Spendy Seattle

Bus more, want less.

Oh God, what is happening. Three dollars for a cup of tea? And the name of the tea is “smarty pants?”

And yet, it’s sort of worth it. It’s gotten me a warm table in a cafe. It’s given me time to think and reflect. It’s given me a chance to lurk on the people around me, to spy. And it’s gotten me writing, which is always a good thing. So maybe three dollars is actually a good deal. Maybe I should’ve paid more.

Despite being many things, Seattle is not cheap. In fact, it’s wretchedly expensive. But with a little ingenuity you can still keep the costs down.
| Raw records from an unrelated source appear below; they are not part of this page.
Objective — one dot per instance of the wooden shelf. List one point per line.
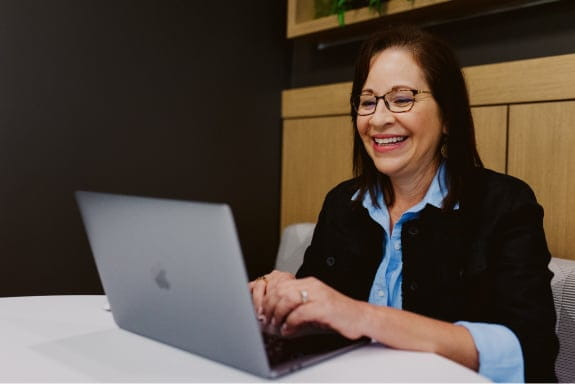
(301, 19)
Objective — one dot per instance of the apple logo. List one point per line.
(161, 277)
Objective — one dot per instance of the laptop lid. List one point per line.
(173, 271)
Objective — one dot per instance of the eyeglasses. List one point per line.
(397, 101)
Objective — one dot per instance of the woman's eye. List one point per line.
(402, 100)
(367, 103)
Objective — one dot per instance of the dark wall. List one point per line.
(542, 30)
(159, 98)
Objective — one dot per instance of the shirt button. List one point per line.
(413, 231)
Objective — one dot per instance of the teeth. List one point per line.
(389, 140)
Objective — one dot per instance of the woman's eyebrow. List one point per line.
(393, 88)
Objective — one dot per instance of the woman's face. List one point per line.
(403, 146)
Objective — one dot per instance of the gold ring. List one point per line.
(262, 278)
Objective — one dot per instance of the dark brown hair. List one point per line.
(447, 84)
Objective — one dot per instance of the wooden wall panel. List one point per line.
(317, 155)
(541, 143)
(491, 136)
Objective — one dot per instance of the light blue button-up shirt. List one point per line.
(500, 355)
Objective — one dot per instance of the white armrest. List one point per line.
(293, 243)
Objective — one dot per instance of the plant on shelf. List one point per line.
(339, 7)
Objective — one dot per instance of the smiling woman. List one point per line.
(424, 249)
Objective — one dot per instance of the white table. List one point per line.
(74, 339)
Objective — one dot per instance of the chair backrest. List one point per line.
(563, 286)
(296, 238)
(293, 243)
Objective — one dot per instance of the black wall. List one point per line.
(165, 98)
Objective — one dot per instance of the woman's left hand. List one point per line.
(294, 304)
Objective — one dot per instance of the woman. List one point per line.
(424, 249)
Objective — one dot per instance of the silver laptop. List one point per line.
(173, 271)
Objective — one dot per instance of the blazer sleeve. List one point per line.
(522, 283)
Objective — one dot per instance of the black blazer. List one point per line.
(486, 262)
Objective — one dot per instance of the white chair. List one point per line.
(293, 243)
(296, 237)
(563, 286)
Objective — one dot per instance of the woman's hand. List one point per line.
(264, 284)
(293, 304)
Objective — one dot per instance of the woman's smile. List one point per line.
(386, 143)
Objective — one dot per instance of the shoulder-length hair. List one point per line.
(442, 72)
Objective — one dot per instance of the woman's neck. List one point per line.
(409, 191)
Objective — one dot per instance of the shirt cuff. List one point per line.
(500, 354)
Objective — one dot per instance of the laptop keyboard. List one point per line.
(281, 349)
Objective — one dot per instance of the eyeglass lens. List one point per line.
(395, 101)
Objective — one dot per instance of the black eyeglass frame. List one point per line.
(415, 92)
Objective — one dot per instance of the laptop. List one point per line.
(173, 271)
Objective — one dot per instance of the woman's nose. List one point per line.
(382, 115)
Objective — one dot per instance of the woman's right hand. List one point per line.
(264, 284)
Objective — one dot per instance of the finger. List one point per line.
(301, 317)
(258, 294)
(285, 305)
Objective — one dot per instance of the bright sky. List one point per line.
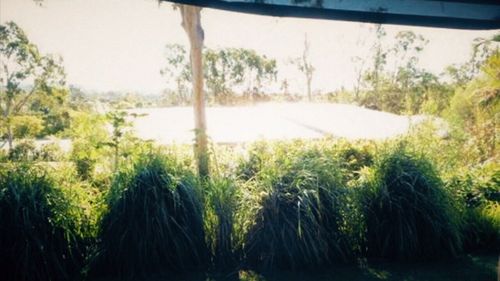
(120, 44)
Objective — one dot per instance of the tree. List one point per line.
(223, 69)
(482, 50)
(25, 75)
(178, 69)
(191, 22)
(228, 68)
(304, 65)
(120, 121)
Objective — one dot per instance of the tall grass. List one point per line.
(408, 213)
(293, 216)
(154, 222)
(478, 190)
(42, 230)
(221, 204)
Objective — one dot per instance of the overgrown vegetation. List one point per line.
(153, 223)
(46, 223)
(115, 206)
(408, 213)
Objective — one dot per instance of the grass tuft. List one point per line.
(408, 213)
(154, 222)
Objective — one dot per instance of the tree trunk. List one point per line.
(309, 94)
(8, 120)
(192, 25)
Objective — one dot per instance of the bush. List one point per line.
(408, 213)
(221, 202)
(292, 211)
(51, 152)
(477, 190)
(26, 126)
(42, 226)
(24, 151)
(154, 222)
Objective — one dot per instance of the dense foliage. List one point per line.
(153, 223)
(45, 224)
(408, 213)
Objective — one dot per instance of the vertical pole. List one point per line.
(192, 25)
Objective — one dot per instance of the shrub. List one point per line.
(42, 226)
(51, 152)
(477, 190)
(408, 213)
(221, 202)
(27, 126)
(154, 222)
(24, 151)
(293, 217)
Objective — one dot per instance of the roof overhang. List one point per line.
(458, 14)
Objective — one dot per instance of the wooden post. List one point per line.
(192, 25)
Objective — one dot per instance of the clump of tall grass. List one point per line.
(221, 204)
(154, 221)
(478, 191)
(43, 225)
(291, 215)
(409, 215)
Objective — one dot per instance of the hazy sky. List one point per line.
(120, 44)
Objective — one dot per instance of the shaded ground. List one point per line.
(469, 268)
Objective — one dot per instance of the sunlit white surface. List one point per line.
(272, 121)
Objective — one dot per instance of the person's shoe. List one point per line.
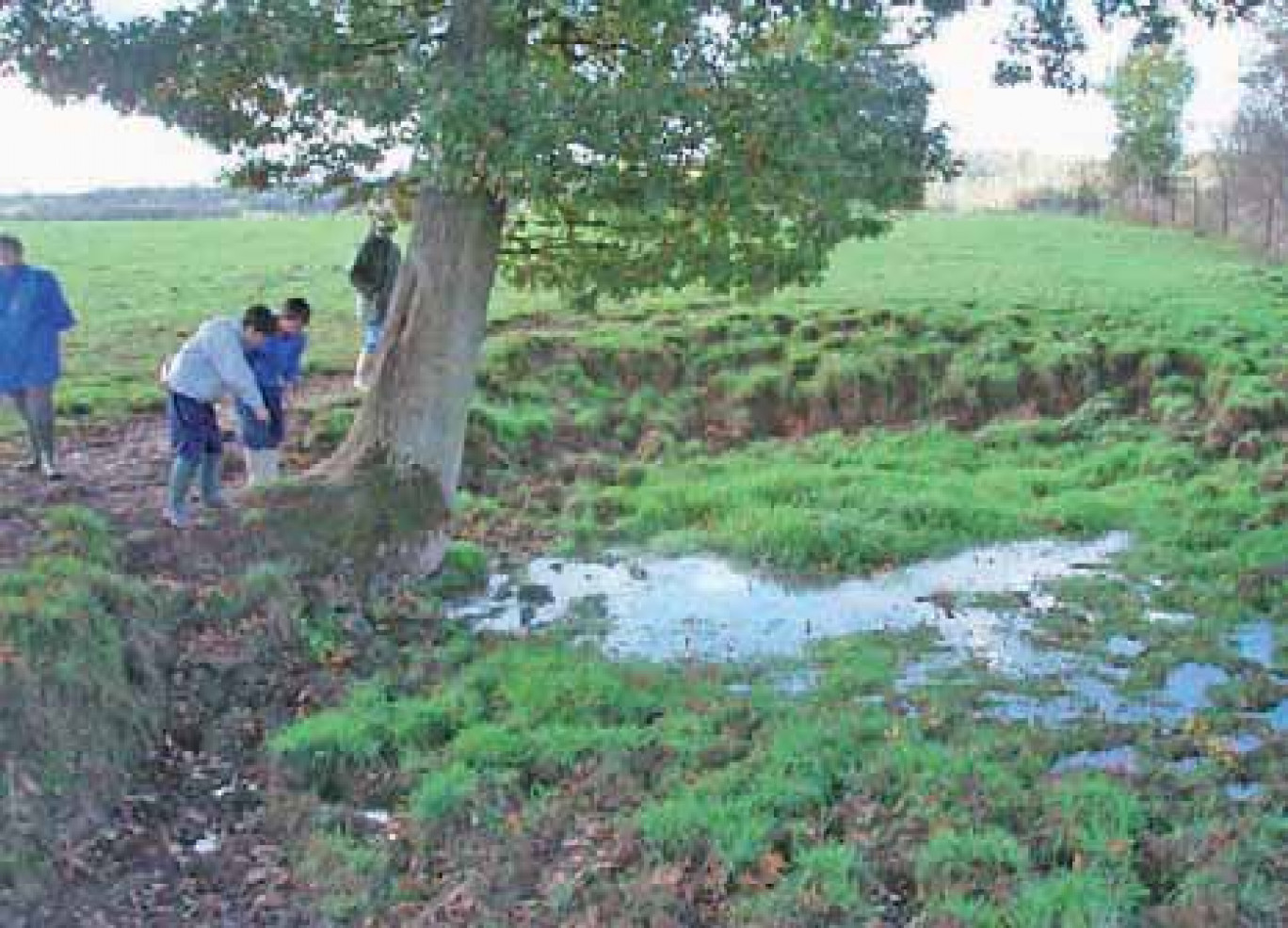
(177, 520)
(49, 469)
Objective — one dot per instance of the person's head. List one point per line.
(258, 325)
(295, 315)
(10, 251)
(382, 217)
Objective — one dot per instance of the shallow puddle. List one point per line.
(984, 606)
(704, 609)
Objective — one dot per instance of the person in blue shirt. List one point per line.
(277, 366)
(34, 314)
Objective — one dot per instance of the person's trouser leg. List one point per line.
(182, 473)
(196, 441)
(20, 403)
(212, 487)
(40, 416)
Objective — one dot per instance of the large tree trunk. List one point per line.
(382, 506)
(407, 440)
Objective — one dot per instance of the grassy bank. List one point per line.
(966, 380)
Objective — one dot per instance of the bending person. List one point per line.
(34, 314)
(374, 273)
(210, 366)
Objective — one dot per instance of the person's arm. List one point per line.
(230, 360)
(56, 312)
Take samples, for instance. Everyday I go to Trader Joe’s and I get samples and free coffee. These are the things that lure me in, but the convivial atmosphere is what makes me stay. There are other people doing exactly the same thing. Usually they’re older, male, and unkempt. They conspicuously lack shopping baskets, probably because they’re not shopping. Sometimes they even talk to me.

“I take my coffee like a drug,” one guy said.

“What other drugs do you take?” I¬†wanted to say.

But of course I would never say this, because it would be demeaning, and these guys are drifting through the same Seattle I’m drifting through, figuring out how to stay afloat (and hopefully thrive) in a sea of shimmering affluence.

I’ve also figured out how to save on the bus. The Orca Card, the transit card we use in Seattle, is not the best (unless you have a monthly pass, which I currently don’t). It’s better to pay in cash. When you pay cash the driver hands you a physical, paper transfer, and this transfer (depending on the generosity of the driver) usually lasts longer than the two hours you have to transfer with the Orca Card. And even if it doesn’t, there’s always the possibility it will, there’s always the possibility that she’ll give you a transfer for 16 hours and you’ll be riding the bus all day with your tongue wagging. But with the Orca Card this chance doesn’t exist.

The best way to save, though, is to want less. It’s still something I’m learning. I yearn. I pine. I covet. But when you want less you spend less, as my friend Gilbert nicely summed up in a recent article. There was also the time I was talking to a Dutch guy, he’d been biking for the past five years and smelled like an alleyway behind a restaurant, and he told me, “Man, at some point I just stopped wanting.”

At first I didn’t know what he was talking about but now I’ve had time to think about it and realize he was some kind of Germanic-speaking, smelly Buddha. It’s that simple: You just have to want less.

Except for the Trader Joe’s samples. I’ll never stop wanting those.